# Working with Instagram Threads from UCSF Industry Documents

This notebook extracts and processes Instagram messages from a Parquet file, using an Instagram chat conversation as an example. The process includes:

1. Load the Parquet file containing multiple document records.

2. Filter the dataset by a specific document type and ID (ffcn0321), referencing the UCSF Industry Documents Library.

3. Extract and structure the document's content into a table format with fields:
    
    - bates (unique document identifier)
    
    - date sent (document date sent)
    
    - time sent (timestamp, if available)
    
    - author (sender)
    
    - recipient (intended receiver(s))
    
    - message (document content or main text)

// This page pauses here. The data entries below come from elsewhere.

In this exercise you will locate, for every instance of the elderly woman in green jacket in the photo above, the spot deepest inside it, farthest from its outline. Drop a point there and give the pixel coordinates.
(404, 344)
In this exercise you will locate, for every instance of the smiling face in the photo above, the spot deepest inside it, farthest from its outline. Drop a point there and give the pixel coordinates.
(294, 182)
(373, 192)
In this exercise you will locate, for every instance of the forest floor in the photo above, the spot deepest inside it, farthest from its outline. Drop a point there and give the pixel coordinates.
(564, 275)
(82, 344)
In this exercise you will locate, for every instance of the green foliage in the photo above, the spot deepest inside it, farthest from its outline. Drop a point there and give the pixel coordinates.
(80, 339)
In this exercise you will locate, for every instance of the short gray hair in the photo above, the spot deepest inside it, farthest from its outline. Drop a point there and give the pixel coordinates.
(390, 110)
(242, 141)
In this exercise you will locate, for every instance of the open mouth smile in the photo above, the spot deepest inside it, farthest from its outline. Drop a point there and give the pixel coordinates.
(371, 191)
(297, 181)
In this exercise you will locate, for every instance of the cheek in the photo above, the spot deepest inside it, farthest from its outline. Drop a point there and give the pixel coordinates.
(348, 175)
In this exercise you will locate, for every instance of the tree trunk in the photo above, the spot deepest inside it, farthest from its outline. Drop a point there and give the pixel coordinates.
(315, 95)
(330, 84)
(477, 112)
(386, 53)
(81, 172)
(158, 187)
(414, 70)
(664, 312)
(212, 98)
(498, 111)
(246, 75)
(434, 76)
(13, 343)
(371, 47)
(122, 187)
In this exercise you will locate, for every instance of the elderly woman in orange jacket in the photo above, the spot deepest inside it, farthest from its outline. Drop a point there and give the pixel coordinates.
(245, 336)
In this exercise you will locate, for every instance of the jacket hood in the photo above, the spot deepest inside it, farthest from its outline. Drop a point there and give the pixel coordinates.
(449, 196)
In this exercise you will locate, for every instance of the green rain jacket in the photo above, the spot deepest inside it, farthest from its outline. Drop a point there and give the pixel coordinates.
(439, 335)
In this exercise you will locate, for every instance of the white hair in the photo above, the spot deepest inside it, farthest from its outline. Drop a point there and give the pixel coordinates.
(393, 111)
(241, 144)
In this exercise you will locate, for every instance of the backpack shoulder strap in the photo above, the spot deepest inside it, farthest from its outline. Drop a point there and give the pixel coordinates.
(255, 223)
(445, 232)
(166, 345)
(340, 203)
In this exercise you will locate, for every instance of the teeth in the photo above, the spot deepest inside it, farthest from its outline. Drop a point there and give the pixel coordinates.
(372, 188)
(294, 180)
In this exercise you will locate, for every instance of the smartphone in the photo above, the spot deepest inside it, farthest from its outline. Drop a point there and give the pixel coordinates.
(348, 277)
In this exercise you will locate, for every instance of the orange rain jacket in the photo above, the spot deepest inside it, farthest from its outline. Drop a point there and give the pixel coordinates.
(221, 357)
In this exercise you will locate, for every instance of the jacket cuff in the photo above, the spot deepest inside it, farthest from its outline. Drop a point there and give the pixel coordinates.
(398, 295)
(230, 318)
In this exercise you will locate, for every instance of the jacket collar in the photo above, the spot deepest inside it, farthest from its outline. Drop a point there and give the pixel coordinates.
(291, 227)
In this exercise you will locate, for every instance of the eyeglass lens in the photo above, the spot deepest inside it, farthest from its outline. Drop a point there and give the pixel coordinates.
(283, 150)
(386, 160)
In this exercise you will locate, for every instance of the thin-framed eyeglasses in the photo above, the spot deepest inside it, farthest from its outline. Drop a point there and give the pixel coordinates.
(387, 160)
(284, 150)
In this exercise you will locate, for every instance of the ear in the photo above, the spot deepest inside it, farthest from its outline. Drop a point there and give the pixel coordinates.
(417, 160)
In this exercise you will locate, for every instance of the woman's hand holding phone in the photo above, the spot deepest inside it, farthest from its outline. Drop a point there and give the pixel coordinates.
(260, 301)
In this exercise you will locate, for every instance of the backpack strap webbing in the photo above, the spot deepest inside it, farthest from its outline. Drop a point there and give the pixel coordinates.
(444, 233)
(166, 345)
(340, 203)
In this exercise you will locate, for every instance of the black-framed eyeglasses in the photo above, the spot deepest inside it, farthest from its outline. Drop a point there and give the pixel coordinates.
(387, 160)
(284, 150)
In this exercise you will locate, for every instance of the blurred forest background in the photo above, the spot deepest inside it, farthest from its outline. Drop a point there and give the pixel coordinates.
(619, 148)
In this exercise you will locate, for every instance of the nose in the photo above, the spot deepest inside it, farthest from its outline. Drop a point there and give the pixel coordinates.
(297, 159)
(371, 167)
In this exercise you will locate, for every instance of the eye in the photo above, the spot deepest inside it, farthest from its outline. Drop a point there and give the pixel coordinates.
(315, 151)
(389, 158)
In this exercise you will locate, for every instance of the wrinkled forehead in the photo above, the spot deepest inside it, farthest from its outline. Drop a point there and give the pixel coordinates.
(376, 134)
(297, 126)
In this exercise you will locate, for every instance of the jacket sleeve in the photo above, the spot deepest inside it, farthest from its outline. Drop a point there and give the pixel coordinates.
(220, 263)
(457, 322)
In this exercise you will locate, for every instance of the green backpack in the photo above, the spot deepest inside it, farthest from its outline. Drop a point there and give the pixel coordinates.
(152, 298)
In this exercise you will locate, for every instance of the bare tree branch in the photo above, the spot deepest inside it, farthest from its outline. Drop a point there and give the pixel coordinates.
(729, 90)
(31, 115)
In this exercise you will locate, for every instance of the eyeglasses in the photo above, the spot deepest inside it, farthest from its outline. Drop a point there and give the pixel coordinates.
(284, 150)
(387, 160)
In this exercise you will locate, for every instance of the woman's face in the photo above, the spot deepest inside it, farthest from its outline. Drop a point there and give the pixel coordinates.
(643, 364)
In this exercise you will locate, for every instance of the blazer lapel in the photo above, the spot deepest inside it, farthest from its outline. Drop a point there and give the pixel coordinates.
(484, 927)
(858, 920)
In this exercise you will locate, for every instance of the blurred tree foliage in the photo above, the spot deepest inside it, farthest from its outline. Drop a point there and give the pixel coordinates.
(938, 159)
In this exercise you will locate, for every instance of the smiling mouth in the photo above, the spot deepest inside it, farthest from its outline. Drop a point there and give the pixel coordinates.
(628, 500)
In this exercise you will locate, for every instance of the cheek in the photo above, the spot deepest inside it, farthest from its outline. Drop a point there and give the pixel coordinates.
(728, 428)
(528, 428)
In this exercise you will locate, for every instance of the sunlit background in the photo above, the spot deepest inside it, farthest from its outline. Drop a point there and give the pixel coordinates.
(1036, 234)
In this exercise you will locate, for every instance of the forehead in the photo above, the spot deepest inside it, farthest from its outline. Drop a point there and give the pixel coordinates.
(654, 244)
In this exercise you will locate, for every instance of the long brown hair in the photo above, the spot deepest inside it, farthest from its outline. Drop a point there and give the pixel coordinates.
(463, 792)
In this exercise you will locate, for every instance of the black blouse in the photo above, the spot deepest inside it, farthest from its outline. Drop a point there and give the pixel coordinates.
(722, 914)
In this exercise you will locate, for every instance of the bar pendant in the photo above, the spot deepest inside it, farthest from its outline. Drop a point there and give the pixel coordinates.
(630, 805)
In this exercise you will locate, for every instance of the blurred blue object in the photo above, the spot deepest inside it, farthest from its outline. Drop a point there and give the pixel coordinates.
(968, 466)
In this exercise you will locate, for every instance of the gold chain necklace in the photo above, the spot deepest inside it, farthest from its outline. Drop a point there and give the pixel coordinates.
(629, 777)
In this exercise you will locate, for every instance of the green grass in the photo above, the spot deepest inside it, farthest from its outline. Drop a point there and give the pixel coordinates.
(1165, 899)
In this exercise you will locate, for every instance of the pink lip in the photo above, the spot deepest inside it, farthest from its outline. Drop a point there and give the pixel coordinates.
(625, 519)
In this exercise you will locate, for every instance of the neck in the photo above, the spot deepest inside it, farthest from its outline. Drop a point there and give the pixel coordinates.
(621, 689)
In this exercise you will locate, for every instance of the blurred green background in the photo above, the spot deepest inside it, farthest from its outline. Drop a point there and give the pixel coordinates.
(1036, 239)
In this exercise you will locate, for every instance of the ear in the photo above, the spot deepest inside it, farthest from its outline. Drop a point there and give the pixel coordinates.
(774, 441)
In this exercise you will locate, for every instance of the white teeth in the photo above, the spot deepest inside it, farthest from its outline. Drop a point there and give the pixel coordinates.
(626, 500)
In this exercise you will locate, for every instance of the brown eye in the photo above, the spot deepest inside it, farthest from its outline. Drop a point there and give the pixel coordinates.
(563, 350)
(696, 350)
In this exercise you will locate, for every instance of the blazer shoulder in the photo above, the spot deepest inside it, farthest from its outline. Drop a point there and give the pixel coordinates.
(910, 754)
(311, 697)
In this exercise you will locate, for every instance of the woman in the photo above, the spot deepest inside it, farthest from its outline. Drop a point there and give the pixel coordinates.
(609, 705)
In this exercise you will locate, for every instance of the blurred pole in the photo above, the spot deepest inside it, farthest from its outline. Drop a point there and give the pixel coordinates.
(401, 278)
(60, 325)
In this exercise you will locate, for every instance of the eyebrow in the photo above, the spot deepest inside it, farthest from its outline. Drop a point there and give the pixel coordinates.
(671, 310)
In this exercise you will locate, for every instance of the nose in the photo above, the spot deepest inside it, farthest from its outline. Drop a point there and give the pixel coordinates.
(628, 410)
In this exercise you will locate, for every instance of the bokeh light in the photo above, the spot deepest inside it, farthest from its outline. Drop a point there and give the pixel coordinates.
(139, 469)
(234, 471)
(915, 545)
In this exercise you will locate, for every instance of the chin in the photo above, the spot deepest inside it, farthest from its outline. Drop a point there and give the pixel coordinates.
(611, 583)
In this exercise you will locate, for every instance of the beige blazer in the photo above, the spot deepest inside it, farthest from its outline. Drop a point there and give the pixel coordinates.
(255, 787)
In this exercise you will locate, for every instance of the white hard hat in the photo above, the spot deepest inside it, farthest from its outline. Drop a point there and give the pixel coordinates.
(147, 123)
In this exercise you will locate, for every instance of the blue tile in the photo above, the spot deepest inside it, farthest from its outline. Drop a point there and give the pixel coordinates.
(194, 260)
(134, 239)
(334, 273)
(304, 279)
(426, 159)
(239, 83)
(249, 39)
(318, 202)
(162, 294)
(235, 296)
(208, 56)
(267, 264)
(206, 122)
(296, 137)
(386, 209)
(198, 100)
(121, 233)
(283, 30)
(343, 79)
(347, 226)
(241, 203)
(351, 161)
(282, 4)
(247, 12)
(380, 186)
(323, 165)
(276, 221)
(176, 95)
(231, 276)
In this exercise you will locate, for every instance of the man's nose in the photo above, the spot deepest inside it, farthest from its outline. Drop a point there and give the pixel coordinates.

4. Print the extracted Instagram thread as a Polars DataFrame for structured representation.

Import Necessary Libraries. We utilized Polars for efficient data handling and displays the extracted content in a structured table format.

In [184]:
import polars as pl
import re

Load documents parquet file and display sample data.

Here, we load the Parquet file `juul_nc_documents.parquet` into a Polars DataFrame. The code will display a preview of the dataset (first few rows) to inspect its structure. This is useful for verifying available columns before filtering or processing.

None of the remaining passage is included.